Eagles has been using and preserving animal blood in his multi-media portfolio, using artistic expression to explore themes of life, regeneration and the metaphysical connections between body, mind and environment. 

Eagles’ technique is unusual, in that he preserves the blood on Plexiglas within layers of resin, suspending the organic medium’s fluid forms under the resin’s glass-like surface.


The ranges of all the reds, from cool wine tones, vivid Cadmium, to red-orange tones are framed with earthen tones, neutral blacks in an energetic presentation.


Quoted by, Eagles says: “In the presence of light, the translucency of the blood is revealed under and between multiple layers of clear resins. An additional UV coating is applied to each piece to ensure the archival life of the organic material. The multi-dimensionality of each piece retains and vibrates the light, illuminating pools of reds/blacks and proteins with sealed-in air bubbles; simultaneously one could be viewing microscopic, cellular details as well as large scale photographic images of planets.”

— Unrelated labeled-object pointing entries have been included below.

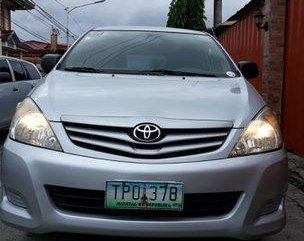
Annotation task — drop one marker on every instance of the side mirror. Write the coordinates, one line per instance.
(49, 61)
(5, 77)
(250, 70)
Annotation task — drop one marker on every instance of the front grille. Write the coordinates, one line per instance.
(173, 142)
(92, 202)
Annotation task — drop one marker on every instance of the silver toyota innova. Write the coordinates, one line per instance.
(145, 132)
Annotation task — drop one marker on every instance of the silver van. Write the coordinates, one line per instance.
(17, 79)
(145, 132)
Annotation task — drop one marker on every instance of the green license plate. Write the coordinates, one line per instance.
(167, 196)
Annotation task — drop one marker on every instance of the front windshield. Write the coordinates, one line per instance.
(148, 52)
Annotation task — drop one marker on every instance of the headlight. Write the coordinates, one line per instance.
(29, 126)
(262, 135)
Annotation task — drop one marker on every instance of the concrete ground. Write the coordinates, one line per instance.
(294, 230)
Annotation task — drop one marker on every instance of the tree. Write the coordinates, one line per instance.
(189, 14)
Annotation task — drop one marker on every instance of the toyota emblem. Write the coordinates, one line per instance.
(147, 133)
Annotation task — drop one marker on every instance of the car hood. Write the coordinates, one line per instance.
(67, 94)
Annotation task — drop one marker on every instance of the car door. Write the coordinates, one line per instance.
(8, 96)
(24, 85)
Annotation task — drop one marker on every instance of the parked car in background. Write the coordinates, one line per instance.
(17, 79)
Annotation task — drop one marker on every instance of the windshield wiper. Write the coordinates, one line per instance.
(83, 69)
(180, 73)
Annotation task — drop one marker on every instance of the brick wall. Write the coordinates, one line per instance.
(274, 45)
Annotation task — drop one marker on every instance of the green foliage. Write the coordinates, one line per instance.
(188, 14)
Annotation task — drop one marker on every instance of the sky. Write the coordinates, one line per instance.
(109, 13)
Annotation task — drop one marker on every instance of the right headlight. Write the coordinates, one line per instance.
(262, 135)
(29, 126)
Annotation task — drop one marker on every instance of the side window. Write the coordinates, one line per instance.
(32, 72)
(19, 71)
(4, 68)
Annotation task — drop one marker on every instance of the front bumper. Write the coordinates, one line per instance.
(26, 170)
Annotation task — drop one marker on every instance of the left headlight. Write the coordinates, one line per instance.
(261, 135)
(29, 126)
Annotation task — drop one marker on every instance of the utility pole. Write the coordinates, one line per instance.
(69, 10)
(218, 13)
(1, 24)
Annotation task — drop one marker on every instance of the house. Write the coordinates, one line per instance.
(9, 43)
(269, 32)
(36, 49)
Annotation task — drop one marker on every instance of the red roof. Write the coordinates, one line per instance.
(36, 45)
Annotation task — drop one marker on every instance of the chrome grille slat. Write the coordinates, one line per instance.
(174, 142)
(125, 137)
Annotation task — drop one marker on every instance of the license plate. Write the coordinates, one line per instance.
(145, 195)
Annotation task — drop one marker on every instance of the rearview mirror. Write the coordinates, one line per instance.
(49, 61)
(250, 70)
(5, 77)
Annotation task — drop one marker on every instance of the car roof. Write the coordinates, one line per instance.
(11, 58)
(151, 29)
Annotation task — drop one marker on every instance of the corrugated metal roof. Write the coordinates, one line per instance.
(243, 12)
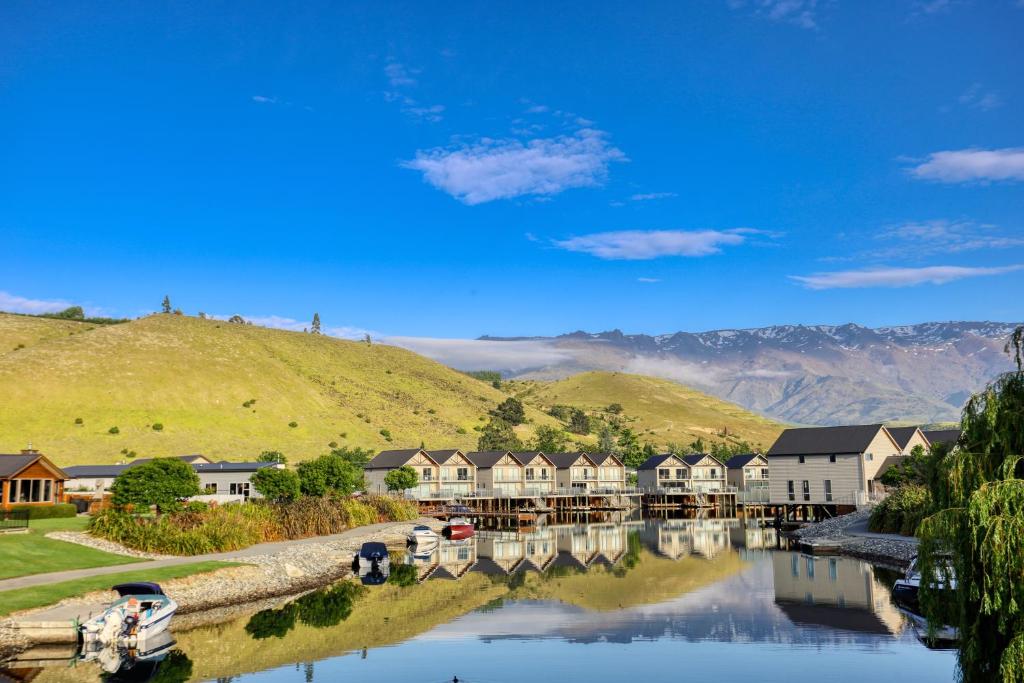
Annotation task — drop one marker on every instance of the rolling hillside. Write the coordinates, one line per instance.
(194, 376)
(665, 411)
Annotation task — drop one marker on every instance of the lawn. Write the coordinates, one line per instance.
(33, 553)
(41, 596)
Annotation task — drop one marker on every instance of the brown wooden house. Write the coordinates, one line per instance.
(30, 478)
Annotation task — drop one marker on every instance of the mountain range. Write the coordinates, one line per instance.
(821, 374)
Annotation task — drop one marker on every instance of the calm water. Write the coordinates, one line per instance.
(680, 599)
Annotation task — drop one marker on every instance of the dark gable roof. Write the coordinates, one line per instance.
(600, 458)
(563, 460)
(902, 434)
(12, 464)
(391, 459)
(942, 435)
(654, 461)
(821, 440)
(441, 457)
(485, 459)
(740, 461)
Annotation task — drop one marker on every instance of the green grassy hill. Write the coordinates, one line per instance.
(659, 411)
(193, 377)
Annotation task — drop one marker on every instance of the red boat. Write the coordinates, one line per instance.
(458, 528)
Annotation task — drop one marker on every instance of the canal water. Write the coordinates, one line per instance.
(641, 600)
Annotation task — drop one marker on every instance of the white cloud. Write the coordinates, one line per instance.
(647, 197)
(486, 354)
(492, 169)
(798, 12)
(644, 245)
(978, 97)
(15, 304)
(935, 274)
(972, 164)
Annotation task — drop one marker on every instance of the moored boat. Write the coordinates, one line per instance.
(458, 527)
(142, 611)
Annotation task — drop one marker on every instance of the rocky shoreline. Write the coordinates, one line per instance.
(844, 536)
(288, 572)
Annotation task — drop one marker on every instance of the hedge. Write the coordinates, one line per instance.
(47, 511)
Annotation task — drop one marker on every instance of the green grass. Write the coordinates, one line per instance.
(31, 553)
(194, 376)
(664, 412)
(41, 596)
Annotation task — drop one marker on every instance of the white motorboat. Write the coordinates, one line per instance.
(422, 536)
(142, 611)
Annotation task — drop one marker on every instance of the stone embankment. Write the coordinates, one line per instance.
(848, 535)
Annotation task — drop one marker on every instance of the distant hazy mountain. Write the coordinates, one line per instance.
(808, 375)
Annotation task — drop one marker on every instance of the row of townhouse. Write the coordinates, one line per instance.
(453, 472)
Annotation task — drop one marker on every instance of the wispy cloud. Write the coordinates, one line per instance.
(972, 165)
(648, 197)
(15, 304)
(977, 96)
(646, 245)
(935, 274)
(798, 12)
(489, 169)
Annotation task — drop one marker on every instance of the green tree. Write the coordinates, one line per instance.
(329, 474)
(271, 457)
(498, 435)
(511, 411)
(163, 482)
(276, 484)
(979, 496)
(401, 479)
(579, 422)
(549, 439)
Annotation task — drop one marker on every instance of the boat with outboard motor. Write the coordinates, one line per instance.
(141, 611)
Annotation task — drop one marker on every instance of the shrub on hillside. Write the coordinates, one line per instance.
(902, 511)
(47, 511)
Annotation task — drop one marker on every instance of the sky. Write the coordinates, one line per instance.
(452, 170)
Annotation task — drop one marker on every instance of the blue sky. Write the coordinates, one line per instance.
(458, 169)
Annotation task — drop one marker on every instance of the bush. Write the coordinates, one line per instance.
(902, 511)
(48, 511)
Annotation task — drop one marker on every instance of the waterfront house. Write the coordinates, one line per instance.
(828, 465)
(538, 472)
(610, 471)
(29, 478)
(707, 472)
(665, 471)
(458, 473)
(427, 471)
(574, 471)
(497, 471)
(944, 436)
(748, 471)
(908, 437)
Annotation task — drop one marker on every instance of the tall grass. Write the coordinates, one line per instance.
(232, 526)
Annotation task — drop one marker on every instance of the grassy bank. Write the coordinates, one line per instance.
(41, 596)
(227, 527)
(30, 553)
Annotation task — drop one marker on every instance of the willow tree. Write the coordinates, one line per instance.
(978, 531)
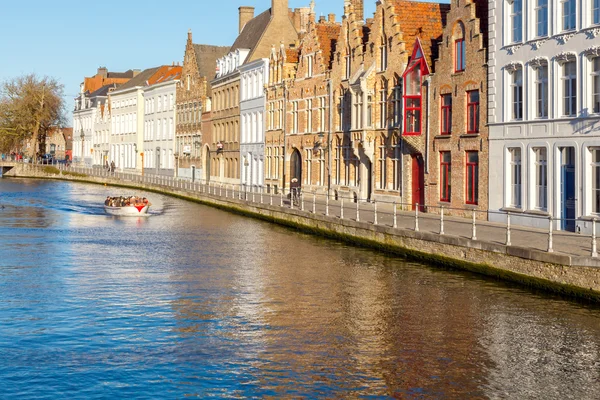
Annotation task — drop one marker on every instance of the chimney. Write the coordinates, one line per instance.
(359, 9)
(279, 8)
(246, 14)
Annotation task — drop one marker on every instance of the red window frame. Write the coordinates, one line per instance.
(472, 112)
(460, 56)
(445, 170)
(446, 113)
(472, 178)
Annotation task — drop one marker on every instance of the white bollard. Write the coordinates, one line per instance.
(508, 243)
(474, 233)
(375, 209)
(550, 228)
(417, 217)
(594, 247)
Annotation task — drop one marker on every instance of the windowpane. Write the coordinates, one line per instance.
(445, 176)
(596, 83)
(472, 177)
(542, 18)
(446, 114)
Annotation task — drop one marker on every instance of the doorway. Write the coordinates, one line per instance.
(296, 168)
(418, 181)
(567, 188)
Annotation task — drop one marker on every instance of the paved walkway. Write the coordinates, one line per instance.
(566, 243)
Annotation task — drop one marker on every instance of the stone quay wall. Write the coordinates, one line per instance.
(571, 276)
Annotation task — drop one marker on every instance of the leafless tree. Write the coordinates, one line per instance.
(29, 107)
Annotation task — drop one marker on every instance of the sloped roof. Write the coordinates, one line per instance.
(206, 58)
(140, 79)
(423, 20)
(252, 32)
(328, 34)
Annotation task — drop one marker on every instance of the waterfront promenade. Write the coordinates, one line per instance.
(553, 257)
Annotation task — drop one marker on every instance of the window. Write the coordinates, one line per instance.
(295, 117)
(472, 177)
(517, 94)
(322, 115)
(541, 178)
(369, 111)
(383, 53)
(382, 164)
(309, 116)
(569, 89)
(383, 105)
(473, 111)
(516, 18)
(541, 11)
(446, 113)
(569, 9)
(460, 52)
(596, 84)
(541, 87)
(595, 180)
(308, 175)
(397, 103)
(445, 176)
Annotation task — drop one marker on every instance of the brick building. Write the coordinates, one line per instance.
(192, 99)
(255, 40)
(308, 100)
(457, 171)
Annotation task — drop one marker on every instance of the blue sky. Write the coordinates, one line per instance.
(69, 39)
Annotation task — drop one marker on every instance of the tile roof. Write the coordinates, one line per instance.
(252, 32)
(140, 79)
(423, 20)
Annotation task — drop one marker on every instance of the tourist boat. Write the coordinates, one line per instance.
(128, 211)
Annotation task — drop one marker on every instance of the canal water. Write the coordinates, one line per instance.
(195, 302)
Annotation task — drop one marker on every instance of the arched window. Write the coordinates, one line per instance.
(460, 53)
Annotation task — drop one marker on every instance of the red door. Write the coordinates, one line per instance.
(418, 182)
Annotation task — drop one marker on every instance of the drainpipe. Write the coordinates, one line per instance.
(285, 96)
(426, 160)
(329, 133)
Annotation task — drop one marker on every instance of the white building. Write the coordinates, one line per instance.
(159, 126)
(544, 111)
(252, 121)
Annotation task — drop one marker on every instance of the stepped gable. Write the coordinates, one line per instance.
(327, 35)
(423, 20)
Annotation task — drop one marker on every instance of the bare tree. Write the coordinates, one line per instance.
(29, 107)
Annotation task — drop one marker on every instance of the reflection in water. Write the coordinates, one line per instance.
(196, 302)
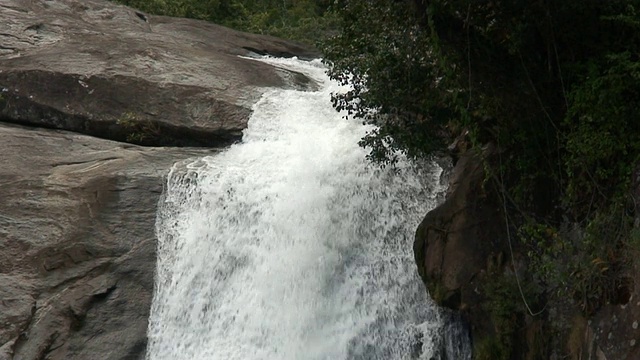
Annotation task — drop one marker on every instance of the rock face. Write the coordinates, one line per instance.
(460, 241)
(77, 213)
(463, 257)
(77, 242)
(102, 69)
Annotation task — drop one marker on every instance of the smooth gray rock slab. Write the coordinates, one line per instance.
(77, 243)
(98, 68)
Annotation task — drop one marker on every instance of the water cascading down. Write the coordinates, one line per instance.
(291, 246)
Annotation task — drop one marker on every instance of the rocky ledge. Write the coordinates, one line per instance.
(77, 209)
(464, 257)
(107, 70)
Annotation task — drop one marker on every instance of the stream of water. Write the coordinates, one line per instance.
(291, 246)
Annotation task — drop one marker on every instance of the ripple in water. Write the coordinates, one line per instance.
(290, 246)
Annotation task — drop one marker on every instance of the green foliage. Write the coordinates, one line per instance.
(396, 73)
(555, 85)
(303, 20)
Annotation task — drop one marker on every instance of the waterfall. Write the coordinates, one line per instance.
(291, 246)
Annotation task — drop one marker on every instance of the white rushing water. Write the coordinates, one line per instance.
(290, 246)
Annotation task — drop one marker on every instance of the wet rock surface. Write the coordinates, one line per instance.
(106, 70)
(77, 221)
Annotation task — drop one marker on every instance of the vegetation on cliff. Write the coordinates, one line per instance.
(555, 85)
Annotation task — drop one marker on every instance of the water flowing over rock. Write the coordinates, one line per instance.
(77, 243)
(102, 69)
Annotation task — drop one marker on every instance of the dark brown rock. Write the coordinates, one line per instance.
(77, 243)
(98, 68)
(456, 240)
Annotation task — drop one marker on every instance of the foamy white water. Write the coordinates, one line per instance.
(290, 246)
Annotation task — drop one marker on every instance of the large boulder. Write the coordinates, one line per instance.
(77, 243)
(106, 70)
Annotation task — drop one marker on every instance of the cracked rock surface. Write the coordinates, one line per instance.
(106, 70)
(77, 242)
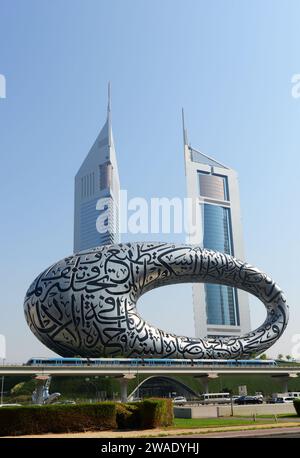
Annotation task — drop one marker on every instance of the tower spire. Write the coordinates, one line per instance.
(185, 139)
(109, 114)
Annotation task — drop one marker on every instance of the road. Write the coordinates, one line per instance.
(284, 433)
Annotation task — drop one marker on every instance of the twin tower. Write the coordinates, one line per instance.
(218, 310)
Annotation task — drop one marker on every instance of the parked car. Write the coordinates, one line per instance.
(284, 400)
(243, 400)
(179, 400)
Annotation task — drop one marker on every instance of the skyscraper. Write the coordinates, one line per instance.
(218, 310)
(97, 193)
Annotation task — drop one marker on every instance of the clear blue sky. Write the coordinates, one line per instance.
(229, 63)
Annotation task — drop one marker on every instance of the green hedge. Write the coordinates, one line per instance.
(297, 406)
(57, 418)
(150, 413)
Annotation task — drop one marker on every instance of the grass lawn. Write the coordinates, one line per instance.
(214, 422)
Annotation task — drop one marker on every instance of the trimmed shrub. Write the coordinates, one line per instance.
(57, 418)
(297, 406)
(150, 413)
(156, 412)
(129, 416)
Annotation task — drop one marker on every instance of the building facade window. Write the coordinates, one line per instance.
(221, 300)
(213, 186)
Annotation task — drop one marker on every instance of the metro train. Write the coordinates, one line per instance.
(136, 362)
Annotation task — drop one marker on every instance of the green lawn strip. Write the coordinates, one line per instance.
(186, 423)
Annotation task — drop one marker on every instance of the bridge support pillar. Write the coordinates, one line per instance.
(205, 378)
(124, 385)
(284, 380)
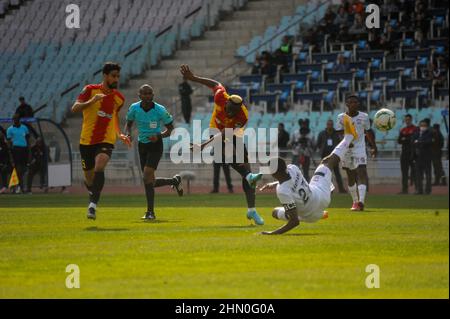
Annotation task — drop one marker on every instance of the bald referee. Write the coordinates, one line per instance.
(230, 112)
(149, 115)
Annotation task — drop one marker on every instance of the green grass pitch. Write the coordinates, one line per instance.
(202, 246)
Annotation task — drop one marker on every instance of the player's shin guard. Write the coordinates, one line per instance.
(164, 182)
(362, 192)
(353, 192)
(343, 146)
(249, 193)
(97, 186)
(150, 195)
(241, 169)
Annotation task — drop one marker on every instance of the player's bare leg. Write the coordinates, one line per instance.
(95, 180)
(248, 185)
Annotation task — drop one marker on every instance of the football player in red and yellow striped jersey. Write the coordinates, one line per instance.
(230, 112)
(100, 105)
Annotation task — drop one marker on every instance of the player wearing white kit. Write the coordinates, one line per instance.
(303, 202)
(355, 161)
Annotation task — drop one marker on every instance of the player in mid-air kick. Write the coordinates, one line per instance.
(148, 115)
(355, 161)
(100, 105)
(230, 112)
(303, 201)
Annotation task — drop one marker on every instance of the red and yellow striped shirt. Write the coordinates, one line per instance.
(219, 118)
(99, 118)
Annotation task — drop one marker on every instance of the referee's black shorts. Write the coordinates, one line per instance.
(89, 152)
(150, 154)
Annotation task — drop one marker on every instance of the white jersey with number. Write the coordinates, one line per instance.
(308, 199)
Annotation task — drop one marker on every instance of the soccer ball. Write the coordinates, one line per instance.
(384, 120)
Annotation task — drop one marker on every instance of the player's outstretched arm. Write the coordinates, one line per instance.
(292, 223)
(80, 106)
(189, 75)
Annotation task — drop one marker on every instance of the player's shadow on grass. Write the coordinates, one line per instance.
(237, 227)
(157, 221)
(95, 228)
(304, 234)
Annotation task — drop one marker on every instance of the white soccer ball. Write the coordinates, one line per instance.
(384, 120)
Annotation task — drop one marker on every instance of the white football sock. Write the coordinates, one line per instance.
(342, 147)
(362, 192)
(353, 192)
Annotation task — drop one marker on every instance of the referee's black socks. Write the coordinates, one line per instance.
(164, 182)
(150, 195)
(97, 186)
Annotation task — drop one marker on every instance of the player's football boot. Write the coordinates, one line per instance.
(149, 216)
(361, 206)
(349, 127)
(91, 213)
(254, 215)
(252, 179)
(178, 186)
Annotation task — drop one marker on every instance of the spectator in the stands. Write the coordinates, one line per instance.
(265, 55)
(372, 39)
(286, 45)
(388, 7)
(419, 40)
(358, 26)
(327, 24)
(391, 34)
(436, 150)
(24, 109)
(421, 22)
(384, 44)
(357, 8)
(343, 35)
(341, 64)
(341, 18)
(432, 72)
(283, 140)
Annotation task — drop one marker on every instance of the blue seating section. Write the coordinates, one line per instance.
(42, 65)
(305, 15)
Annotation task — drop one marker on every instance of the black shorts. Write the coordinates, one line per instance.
(20, 155)
(88, 154)
(150, 154)
(235, 160)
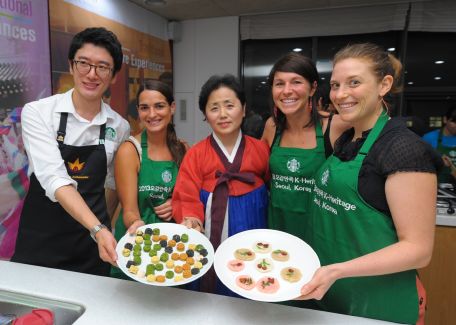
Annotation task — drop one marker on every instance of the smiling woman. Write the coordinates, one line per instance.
(386, 174)
(221, 183)
(146, 166)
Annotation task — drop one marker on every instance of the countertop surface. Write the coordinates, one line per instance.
(113, 301)
(444, 219)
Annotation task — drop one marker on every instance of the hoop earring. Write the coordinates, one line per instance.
(386, 107)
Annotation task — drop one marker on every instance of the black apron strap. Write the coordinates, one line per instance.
(62, 128)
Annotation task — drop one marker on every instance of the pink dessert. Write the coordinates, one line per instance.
(268, 285)
(236, 265)
(245, 282)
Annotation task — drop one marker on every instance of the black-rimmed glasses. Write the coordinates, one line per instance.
(84, 68)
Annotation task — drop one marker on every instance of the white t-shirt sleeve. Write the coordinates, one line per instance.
(43, 151)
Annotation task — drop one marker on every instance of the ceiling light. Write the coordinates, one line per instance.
(155, 2)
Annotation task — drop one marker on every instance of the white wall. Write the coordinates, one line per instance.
(206, 47)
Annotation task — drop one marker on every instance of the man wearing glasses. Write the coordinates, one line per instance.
(444, 140)
(71, 140)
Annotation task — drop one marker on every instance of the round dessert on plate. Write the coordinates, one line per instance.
(164, 254)
(265, 264)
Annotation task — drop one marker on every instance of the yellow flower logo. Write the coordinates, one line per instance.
(76, 166)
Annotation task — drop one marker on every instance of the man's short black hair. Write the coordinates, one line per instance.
(101, 37)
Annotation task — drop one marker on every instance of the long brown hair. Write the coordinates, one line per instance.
(303, 66)
(382, 62)
(175, 146)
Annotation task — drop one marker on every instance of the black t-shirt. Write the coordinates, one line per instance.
(397, 149)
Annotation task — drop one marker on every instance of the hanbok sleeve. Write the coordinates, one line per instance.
(186, 195)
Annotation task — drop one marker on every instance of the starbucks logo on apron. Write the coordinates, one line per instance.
(167, 176)
(293, 165)
(110, 133)
(325, 177)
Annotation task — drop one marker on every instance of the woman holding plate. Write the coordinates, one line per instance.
(146, 165)
(373, 207)
(300, 140)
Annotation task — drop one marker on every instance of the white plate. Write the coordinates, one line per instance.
(169, 229)
(302, 256)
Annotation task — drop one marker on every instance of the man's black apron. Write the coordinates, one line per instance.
(48, 236)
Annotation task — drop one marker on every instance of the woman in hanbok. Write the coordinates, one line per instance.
(220, 188)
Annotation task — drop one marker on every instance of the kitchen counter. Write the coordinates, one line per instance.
(448, 220)
(113, 301)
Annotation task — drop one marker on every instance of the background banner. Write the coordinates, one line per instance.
(145, 56)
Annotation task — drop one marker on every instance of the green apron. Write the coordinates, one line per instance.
(444, 175)
(156, 181)
(292, 181)
(343, 227)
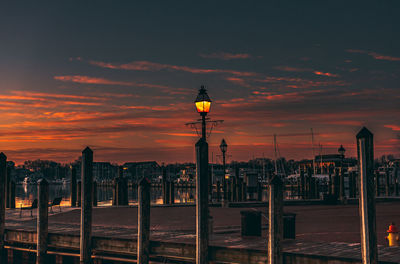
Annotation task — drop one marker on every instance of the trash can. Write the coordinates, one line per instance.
(289, 225)
(251, 223)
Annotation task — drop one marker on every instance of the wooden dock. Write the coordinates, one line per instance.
(173, 235)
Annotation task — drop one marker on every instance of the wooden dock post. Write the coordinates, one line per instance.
(275, 221)
(94, 194)
(8, 187)
(79, 193)
(365, 151)
(341, 185)
(143, 245)
(86, 206)
(302, 184)
(387, 183)
(171, 192)
(73, 187)
(3, 172)
(202, 202)
(12, 195)
(377, 184)
(42, 221)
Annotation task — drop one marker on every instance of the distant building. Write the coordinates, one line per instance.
(326, 163)
(136, 170)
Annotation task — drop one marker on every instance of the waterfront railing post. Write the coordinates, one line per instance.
(202, 201)
(171, 192)
(94, 194)
(341, 187)
(387, 185)
(73, 187)
(12, 194)
(8, 186)
(377, 184)
(42, 221)
(86, 206)
(143, 221)
(275, 221)
(3, 172)
(365, 152)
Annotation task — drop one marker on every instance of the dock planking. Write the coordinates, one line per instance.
(176, 240)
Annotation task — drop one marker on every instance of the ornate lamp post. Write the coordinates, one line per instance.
(341, 151)
(203, 104)
(223, 146)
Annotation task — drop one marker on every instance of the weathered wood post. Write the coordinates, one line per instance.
(12, 194)
(79, 193)
(8, 187)
(143, 245)
(171, 192)
(302, 184)
(42, 221)
(3, 172)
(73, 187)
(396, 181)
(378, 184)
(341, 187)
(387, 183)
(86, 206)
(218, 191)
(201, 201)
(365, 152)
(275, 221)
(94, 194)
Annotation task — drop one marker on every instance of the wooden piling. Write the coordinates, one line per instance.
(8, 186)
(275, 221)
(377, 183)
(42, 221)
(94, 194)
(365, 151)
(12, 195)
(218, 191)
(171, 192)
(302, 184)
(202, 202)
(86, 206)
(341, 185)
(79, 193)
(3, 172)
(143, 245)
(387, 183)
(73, 187)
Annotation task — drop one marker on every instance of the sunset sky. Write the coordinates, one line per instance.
(121, 77)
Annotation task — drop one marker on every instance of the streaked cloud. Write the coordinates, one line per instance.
(89, 80)
(374, 55)
(152, 66)
(226, 56)
(393, 127)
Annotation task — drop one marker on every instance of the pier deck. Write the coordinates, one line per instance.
(323, 232)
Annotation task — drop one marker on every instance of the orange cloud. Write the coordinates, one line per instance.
(151, 66)
(226, 56)
(89, 80)
(326, 74)
(375, 55)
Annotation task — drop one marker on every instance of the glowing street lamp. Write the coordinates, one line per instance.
(203, 105)
(341, 150)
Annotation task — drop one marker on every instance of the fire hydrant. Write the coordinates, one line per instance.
(393, 236)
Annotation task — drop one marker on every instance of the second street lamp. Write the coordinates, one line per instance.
(203, 104)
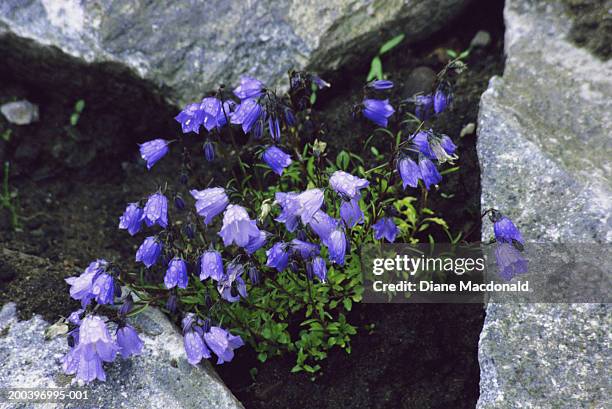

A New York Times’ Critics’ Pick, Jordan says, “I have been using blood in my work for almost a decade. Although my techniques and aesthetic are continuously evolving, the underlying themes remain constant and continue to inspire me in fresh directions. In this new series, I allow the forms and materiality to stand at the forefront, presenting an unbiased reflection of mortality, spirituality and infinity, while still offering the viewer space for a visceral and primal response.”

The usage of blood was a symbolic choice of medium that suited Eagles’ style. “By using and preserving blood from an expired source in a new, regenerative context, my works celebrate the rebirth process that I believe the body-spirit undergoes once life, as we know it, has ceased. The resulting works become moments frozen in time, suggesting that our body-spirits exist in a multitude of physical and spiritual forms – continuums that transcend our individual lives only to be reborn as something different, something new, something that is part of who we already were.”